As a game designer, Jason Rohrer often starts a new project by thinking about computer-game conventions and ways he can go beyond them. Play models social behavior, so his formal experiments tend to open up profound questions about how people understand themselves and relate to one another. His retrospective at Wellesley College’s Davis Museum presented a near-comprehensive collection of his games, both in their “natural habitat” of laptops (most of his games can be bought on his website) and in interactive installations conceived for the exhibition. Passage (2007) maps the inexorable pace of mortality onto the side-scroll of two-dimensional adventure games. You guide an avatar through a simple maze from boyhood to death in a few short minutes. The consequences of your movements become clear only at the end, when you look back on how the game unfolded. Immortality (2008) is an interactive thought experiment that asks you to choose between death and a life of eternal labor. In Inside a Star-Filled Sky (2011), you navigate the insides of enemies and objects through a dizzying series of scalar shifts generated by a recursive fractal that Rohrer says would take over two thousand years of play to exhaust. There’s no real end to these single-player games. Your goal isn’t winning so much as reflecting on your place in the universe.

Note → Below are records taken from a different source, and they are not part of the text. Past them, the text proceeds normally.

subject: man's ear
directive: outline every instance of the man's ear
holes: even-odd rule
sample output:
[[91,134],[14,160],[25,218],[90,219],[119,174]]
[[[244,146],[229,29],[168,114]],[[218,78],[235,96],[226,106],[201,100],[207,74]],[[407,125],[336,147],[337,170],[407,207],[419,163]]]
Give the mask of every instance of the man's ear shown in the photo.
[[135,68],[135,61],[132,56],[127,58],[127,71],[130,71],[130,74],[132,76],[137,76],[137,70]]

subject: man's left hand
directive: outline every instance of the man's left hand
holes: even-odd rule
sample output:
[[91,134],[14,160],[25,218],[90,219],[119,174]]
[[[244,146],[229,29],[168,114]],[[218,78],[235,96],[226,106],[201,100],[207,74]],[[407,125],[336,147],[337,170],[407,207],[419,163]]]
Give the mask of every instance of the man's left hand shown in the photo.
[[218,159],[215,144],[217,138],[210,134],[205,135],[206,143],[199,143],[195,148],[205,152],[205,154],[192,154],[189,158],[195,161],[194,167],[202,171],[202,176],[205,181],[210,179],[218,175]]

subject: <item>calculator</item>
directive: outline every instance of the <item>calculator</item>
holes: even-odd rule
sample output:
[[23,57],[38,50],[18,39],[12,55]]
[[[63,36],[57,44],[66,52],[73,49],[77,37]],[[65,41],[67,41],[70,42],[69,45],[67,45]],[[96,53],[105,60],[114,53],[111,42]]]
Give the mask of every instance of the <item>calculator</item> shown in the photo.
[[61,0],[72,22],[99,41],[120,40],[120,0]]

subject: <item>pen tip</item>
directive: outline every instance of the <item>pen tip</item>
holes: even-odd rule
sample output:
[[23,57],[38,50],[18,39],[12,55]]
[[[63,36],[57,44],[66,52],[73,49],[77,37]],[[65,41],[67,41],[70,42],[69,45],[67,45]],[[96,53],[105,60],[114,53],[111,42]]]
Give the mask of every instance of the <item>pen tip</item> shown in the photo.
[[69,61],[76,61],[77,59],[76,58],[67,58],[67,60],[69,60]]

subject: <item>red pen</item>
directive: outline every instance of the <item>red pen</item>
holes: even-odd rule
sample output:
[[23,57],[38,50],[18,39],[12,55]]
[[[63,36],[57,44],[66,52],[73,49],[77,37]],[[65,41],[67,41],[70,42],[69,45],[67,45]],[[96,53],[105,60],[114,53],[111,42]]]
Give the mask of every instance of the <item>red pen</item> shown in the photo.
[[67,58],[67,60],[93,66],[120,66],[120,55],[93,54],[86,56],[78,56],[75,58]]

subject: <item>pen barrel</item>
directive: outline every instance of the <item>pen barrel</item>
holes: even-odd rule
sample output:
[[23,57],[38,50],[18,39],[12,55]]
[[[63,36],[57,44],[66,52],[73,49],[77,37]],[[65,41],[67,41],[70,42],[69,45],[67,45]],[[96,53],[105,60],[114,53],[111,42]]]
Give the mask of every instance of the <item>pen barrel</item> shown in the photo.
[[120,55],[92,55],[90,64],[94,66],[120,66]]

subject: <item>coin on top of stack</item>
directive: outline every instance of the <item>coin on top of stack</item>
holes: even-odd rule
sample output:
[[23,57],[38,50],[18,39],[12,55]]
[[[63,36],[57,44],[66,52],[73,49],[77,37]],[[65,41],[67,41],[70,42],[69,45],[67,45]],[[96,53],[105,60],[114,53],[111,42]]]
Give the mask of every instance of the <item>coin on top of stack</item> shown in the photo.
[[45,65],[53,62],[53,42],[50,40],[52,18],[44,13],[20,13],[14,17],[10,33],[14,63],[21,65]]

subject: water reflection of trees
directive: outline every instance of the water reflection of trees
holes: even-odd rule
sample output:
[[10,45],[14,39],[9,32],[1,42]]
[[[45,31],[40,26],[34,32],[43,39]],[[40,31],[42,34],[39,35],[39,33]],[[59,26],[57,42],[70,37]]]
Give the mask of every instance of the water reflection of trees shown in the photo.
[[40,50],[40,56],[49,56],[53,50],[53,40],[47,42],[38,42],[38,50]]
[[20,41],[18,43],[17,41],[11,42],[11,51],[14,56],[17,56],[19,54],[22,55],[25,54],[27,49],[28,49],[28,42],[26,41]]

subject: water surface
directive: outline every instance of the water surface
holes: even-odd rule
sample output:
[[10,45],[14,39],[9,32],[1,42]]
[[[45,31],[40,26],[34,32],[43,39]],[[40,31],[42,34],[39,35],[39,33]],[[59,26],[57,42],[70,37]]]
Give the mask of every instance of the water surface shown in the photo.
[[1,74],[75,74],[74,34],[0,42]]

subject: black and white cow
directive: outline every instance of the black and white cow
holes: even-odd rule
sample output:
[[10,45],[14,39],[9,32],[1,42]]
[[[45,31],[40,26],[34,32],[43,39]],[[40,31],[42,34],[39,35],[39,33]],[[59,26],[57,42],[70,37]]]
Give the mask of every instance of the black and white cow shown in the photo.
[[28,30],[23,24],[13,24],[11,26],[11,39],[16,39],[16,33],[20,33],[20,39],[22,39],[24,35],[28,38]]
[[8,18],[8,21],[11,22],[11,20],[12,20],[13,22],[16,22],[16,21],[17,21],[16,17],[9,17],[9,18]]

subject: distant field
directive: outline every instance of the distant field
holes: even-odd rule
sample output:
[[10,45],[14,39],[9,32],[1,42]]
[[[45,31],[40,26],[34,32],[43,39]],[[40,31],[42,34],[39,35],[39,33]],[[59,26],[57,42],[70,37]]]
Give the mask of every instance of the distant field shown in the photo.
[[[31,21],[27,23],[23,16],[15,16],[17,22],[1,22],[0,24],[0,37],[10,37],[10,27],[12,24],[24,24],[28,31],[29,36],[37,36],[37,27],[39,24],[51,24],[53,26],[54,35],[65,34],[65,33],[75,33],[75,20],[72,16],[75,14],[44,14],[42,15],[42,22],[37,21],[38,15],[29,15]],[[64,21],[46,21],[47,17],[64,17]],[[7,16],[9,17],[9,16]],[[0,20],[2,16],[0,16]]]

Rohrer’s two-player games prompt consideration of how rules calcify social forms of competition and cooperation that then get reanimated through play. Cordial Minuet (2014) is a betting game that privileges skill over chance. The playing board is adapted from a medieval grimoire, and the game’s name is an anagram of “demonic ritual,” as if gambling were the wicked spirit summoned through play. In Between (2008), two players work from separate screens over a networked connection to build a tower from colored blocks. But the colors and the environments look different on each screen. How is constructive collaboration possible when everyone’s perspective is so conditional, so unique?

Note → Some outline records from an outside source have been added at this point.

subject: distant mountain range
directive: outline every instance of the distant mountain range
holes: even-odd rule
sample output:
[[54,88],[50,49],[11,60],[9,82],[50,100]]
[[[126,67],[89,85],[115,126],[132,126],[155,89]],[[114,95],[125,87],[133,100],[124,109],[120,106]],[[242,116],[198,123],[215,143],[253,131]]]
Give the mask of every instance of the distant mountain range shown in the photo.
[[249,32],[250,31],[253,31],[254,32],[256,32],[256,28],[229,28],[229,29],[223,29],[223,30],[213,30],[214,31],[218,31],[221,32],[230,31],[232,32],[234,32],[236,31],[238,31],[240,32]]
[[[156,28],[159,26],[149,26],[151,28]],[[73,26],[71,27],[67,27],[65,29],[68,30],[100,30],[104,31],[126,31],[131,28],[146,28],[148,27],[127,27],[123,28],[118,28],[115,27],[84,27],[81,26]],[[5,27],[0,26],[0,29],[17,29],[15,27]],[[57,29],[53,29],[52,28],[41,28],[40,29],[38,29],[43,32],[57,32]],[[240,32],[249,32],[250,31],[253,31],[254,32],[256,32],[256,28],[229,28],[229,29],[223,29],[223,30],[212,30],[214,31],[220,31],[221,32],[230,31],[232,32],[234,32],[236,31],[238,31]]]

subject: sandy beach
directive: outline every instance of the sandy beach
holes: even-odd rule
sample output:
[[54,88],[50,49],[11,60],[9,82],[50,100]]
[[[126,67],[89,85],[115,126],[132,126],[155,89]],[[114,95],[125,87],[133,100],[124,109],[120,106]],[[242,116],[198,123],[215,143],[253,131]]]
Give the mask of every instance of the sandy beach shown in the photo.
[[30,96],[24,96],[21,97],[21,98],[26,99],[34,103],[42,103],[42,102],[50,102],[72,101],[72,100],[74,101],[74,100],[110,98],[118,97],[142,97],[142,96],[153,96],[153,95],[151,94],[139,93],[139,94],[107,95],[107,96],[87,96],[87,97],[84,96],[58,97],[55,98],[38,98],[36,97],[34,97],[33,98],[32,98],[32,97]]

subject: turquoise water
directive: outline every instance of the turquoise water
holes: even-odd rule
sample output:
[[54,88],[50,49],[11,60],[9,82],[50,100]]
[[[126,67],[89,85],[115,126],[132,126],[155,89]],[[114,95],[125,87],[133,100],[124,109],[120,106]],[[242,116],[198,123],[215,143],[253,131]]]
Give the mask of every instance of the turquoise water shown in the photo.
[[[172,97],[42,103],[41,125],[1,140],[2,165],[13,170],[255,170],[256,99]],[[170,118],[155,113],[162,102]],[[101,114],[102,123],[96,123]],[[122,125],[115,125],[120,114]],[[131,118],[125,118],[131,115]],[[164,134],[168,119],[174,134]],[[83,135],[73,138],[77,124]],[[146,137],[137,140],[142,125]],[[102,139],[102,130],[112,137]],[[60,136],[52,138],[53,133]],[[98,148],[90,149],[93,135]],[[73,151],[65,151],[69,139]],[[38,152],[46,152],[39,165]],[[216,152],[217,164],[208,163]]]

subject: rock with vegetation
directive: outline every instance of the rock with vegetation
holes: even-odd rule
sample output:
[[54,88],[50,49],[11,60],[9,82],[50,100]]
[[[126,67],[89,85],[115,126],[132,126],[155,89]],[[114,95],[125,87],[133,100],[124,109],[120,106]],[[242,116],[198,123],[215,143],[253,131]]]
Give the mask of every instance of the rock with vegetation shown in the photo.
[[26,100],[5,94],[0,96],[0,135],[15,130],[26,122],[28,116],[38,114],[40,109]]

The exhibition was the first museum retrospective of an independent game designer, but games have made enough appearances in art museums in recent years for the question of whether games are art to sound tired. And it’s moot if you believe that the most interesting developments in culture happen when established disciplines overlap. Michael Maizels, curator of the exhibition, smartly set the question aside with the reminder that museums were invented to show objects that aren’t art—ancient relics, fine crafts, fragments of architecture, and so on—and that long view is well suited to Rohrer’s own interest in the history and anthropology of play. There’s a flavor of the encyclopedic museum in a narrow rear gallery, where vitrines containing Rohrer’s sketches, working notes, and preliminary game pieces were interspersed with laptops loaded with his catalogue of games. It was a tactile, engaging way of visually presenting material that could otherwise be accessed only through play.
In the main gallery, four of Rohrer’s games were presented as installations. Designed by Cambridge, Massachusetts, architecture firm ikd in consultation with Maizels, these presentations largely failed to spatialize game play in a compelling or convincing way. The platform for playing Inside a Star-Filled Sky had plexiglass squares lined with strips of blue LEDs. The rows of reflected lights in the transparent material were supposed to echo the game’s gesture toward infinity, but the setup looked clumsy, with a palette and forms that didn’t match those of the game. Cordial Minuet was enclosed in an ungainly tent with gratuitous mirrored panels. But the architects found a neat solution for presenting Primrose (2009), a game where the player removes tiles from the board by building borders of like colors around them (it’s Rohrer’s attempt to match the elegant complexity of the ancient Chinese game Go). Primrose was projected high on a wall, with the controls installed at a window on the landing of the staircase that leads down to the gallery. Before reaching the exhibition, visitors were encouraged to peer through the window and play. The building was configured as a machine for looking at and engaging with art. The museum became a console.